Over the past ten years or so, it has become a little more noticeable that the talent level of high school football in Western PA has started to drop. It’s not a slam. It isn’t that there isn’t still plenty of solid players being produced and even stars. But there is definitely less big name talent than in the past.
Some of it is simply the population trends that has the area (and the whole state) losing population. Some of it is simply cyclical as there is a down time in the talent.
Still nothing drove the drop-off home like the P-G’s strange piece on the offensive talent in the region and its impact on college football. The players it hyped were Pitt’s Dion Lewis and Jon Baldwin, WVU’s Noel Devine, PSU’s Evan Royster and Terrelle Pryor of OSU. Of those players, only Baldwin and Pryor are actually from the area. Devine is from Florida, Lewis — New York and Royster is from Virginia.

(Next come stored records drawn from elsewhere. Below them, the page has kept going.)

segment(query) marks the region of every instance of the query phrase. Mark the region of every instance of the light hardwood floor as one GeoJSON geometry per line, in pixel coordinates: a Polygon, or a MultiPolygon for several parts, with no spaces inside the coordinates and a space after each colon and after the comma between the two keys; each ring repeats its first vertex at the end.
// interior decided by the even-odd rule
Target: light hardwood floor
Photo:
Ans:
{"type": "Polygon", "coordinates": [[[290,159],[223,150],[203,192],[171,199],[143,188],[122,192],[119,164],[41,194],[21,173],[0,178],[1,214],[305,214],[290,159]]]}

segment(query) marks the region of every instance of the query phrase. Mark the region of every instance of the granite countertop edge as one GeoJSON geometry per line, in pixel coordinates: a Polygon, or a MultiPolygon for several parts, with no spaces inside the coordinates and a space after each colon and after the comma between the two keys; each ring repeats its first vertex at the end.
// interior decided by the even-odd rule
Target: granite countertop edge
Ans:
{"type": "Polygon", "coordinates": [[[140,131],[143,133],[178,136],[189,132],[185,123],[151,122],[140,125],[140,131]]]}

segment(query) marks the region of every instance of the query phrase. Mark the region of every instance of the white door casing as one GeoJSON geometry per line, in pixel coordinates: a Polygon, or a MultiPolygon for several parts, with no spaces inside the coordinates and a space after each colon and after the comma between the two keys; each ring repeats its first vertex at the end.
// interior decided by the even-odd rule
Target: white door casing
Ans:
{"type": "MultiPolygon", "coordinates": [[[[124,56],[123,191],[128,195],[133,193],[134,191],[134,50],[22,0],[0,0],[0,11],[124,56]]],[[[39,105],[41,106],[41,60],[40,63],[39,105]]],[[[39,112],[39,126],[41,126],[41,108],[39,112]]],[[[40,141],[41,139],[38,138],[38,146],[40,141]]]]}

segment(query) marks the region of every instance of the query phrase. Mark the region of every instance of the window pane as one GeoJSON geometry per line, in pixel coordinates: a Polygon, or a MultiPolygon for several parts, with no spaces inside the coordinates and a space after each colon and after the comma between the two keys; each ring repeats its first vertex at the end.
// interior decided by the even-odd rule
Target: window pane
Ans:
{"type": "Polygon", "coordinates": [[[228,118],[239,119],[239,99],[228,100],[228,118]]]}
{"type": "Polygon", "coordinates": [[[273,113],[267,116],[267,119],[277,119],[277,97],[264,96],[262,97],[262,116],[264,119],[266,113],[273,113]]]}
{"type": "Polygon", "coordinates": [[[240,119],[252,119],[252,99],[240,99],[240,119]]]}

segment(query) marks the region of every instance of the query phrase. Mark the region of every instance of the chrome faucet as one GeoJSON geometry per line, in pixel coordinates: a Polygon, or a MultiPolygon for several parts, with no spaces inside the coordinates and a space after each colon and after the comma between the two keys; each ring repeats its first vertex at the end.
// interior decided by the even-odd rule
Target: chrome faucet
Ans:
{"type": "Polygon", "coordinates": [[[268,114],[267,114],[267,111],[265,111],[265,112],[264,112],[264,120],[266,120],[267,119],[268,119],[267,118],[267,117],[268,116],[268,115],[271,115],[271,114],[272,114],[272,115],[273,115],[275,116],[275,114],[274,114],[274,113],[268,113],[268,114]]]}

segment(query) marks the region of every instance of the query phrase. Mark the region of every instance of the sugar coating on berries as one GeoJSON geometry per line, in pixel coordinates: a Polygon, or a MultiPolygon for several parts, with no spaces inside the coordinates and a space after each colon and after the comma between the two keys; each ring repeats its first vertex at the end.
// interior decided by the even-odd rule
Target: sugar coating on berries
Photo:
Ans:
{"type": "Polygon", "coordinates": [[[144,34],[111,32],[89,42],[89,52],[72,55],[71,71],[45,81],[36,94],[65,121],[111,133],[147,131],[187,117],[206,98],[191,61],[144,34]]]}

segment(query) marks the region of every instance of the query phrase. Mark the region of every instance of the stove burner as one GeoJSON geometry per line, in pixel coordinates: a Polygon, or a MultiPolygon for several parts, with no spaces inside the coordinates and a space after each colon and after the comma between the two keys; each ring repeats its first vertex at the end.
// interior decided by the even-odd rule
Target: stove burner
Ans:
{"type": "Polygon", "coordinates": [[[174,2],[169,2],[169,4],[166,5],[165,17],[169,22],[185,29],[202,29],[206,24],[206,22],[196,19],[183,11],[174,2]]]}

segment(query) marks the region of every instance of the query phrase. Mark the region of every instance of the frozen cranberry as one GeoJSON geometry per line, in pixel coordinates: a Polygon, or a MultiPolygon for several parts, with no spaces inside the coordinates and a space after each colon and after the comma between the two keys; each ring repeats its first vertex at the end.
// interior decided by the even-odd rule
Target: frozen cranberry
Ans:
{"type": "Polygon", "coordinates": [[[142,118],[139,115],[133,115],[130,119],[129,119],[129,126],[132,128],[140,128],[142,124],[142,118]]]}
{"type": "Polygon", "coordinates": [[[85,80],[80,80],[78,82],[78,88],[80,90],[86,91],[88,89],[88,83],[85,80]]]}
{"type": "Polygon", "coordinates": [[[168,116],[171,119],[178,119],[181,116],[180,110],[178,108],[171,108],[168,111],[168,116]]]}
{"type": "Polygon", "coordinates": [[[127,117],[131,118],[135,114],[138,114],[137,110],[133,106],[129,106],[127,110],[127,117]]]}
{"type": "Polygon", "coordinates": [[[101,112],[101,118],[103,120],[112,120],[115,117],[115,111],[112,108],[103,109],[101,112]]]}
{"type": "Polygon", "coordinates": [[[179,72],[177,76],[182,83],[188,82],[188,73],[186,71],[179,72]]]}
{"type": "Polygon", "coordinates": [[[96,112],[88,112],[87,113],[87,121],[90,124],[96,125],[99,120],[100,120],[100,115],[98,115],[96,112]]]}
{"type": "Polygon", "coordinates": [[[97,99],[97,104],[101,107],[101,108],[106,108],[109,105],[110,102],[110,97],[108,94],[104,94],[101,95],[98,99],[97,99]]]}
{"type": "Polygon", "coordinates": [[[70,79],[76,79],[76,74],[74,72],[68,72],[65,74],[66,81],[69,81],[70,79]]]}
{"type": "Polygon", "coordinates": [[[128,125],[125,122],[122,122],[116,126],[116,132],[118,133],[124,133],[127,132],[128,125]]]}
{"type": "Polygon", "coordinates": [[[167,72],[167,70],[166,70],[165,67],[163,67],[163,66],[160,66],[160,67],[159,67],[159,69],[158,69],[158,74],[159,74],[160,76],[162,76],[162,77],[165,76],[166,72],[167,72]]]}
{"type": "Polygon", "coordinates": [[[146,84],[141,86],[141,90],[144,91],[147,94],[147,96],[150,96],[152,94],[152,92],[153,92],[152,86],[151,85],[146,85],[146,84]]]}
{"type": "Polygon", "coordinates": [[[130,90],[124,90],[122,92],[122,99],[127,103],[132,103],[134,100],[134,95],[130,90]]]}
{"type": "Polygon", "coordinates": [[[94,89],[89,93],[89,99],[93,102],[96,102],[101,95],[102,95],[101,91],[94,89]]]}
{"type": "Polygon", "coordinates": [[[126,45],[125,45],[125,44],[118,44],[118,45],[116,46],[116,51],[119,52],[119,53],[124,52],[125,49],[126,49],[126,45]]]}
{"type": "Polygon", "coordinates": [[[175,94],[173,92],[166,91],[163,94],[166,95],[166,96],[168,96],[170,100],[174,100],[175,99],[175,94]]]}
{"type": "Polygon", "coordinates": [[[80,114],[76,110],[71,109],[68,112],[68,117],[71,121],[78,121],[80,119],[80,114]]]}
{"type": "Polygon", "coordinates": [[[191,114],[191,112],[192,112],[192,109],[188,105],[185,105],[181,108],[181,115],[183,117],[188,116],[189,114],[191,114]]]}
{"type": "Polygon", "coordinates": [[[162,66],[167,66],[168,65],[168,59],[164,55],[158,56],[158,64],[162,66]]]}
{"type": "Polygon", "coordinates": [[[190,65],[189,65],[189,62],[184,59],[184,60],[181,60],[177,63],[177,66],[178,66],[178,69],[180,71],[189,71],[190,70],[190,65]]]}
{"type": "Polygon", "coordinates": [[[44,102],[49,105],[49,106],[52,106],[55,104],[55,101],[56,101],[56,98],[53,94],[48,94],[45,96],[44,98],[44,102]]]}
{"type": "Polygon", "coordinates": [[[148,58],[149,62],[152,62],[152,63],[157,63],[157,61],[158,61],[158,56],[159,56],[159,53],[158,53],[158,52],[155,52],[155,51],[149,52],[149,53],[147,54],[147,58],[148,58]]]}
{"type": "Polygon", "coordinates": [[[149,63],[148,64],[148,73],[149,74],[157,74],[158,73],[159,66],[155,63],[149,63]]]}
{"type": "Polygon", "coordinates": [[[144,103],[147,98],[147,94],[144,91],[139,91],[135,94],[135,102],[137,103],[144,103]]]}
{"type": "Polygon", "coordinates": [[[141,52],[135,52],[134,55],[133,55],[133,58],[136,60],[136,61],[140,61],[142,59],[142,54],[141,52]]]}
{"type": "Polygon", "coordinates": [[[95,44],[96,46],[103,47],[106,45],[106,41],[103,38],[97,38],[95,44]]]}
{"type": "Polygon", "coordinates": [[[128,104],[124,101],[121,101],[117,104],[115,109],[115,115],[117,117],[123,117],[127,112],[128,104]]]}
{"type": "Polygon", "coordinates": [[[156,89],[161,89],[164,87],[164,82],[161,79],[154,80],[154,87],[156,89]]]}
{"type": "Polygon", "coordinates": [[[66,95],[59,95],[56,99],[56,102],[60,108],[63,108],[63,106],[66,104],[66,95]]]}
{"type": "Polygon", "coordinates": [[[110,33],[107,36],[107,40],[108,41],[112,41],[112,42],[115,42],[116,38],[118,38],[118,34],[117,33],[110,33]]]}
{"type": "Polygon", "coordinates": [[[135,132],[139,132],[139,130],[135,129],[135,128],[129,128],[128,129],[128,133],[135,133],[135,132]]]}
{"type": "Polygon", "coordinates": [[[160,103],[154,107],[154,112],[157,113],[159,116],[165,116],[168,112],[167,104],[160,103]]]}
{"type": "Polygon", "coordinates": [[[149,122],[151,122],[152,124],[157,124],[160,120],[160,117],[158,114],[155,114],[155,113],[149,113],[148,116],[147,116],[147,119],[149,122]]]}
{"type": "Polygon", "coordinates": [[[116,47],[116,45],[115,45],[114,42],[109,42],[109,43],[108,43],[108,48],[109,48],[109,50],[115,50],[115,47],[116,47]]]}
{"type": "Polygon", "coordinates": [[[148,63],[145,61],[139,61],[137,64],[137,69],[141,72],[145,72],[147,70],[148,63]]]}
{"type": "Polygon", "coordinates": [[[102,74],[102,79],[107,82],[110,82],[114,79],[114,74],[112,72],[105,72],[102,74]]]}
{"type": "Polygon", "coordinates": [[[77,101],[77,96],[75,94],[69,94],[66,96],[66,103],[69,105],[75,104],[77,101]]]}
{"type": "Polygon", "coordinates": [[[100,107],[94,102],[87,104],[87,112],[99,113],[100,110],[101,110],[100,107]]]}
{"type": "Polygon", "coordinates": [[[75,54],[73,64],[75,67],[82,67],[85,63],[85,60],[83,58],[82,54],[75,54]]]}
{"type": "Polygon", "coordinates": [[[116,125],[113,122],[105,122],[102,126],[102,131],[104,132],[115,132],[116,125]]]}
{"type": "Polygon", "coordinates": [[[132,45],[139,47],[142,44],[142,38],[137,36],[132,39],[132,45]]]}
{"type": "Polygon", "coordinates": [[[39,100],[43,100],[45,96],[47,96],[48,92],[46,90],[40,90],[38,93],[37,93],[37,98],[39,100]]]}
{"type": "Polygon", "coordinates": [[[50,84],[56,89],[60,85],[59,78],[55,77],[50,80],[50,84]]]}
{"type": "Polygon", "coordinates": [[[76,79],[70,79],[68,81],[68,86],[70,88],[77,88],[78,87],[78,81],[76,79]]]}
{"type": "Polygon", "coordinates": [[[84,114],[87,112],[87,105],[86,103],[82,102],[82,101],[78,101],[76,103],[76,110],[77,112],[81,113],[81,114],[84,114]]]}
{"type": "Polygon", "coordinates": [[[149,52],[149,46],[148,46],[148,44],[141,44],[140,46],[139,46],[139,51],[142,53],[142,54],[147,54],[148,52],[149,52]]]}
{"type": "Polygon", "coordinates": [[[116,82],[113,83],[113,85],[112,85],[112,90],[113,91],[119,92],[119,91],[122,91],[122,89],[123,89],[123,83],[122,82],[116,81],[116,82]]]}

If one of these players wins the Heisman, it would mark a return to a day when this part of the country turned out the best offensive skill players college football had to offer.
Between 1973-76, this region had a firm stranglehold on the Heisman
Penn State running back John Cappelletti won it in 1973, Ohio State running back Archie Griffin grabbed it in 1974 and ’75, and Pitt running back Tony Dorsett claimed it in 1976.
So, um, Western PA is now claiming Columbus and Morgantown?
There’s some excellent talent on the teams the P-G covers, and of course there is plenty of interest in Pryor because of his local ties. Yes, there’s a possibility of seeing the Heisman be tied in to the area this year. Still, couldn’t there have been a less awkward way to shoehorn them into a preview piece?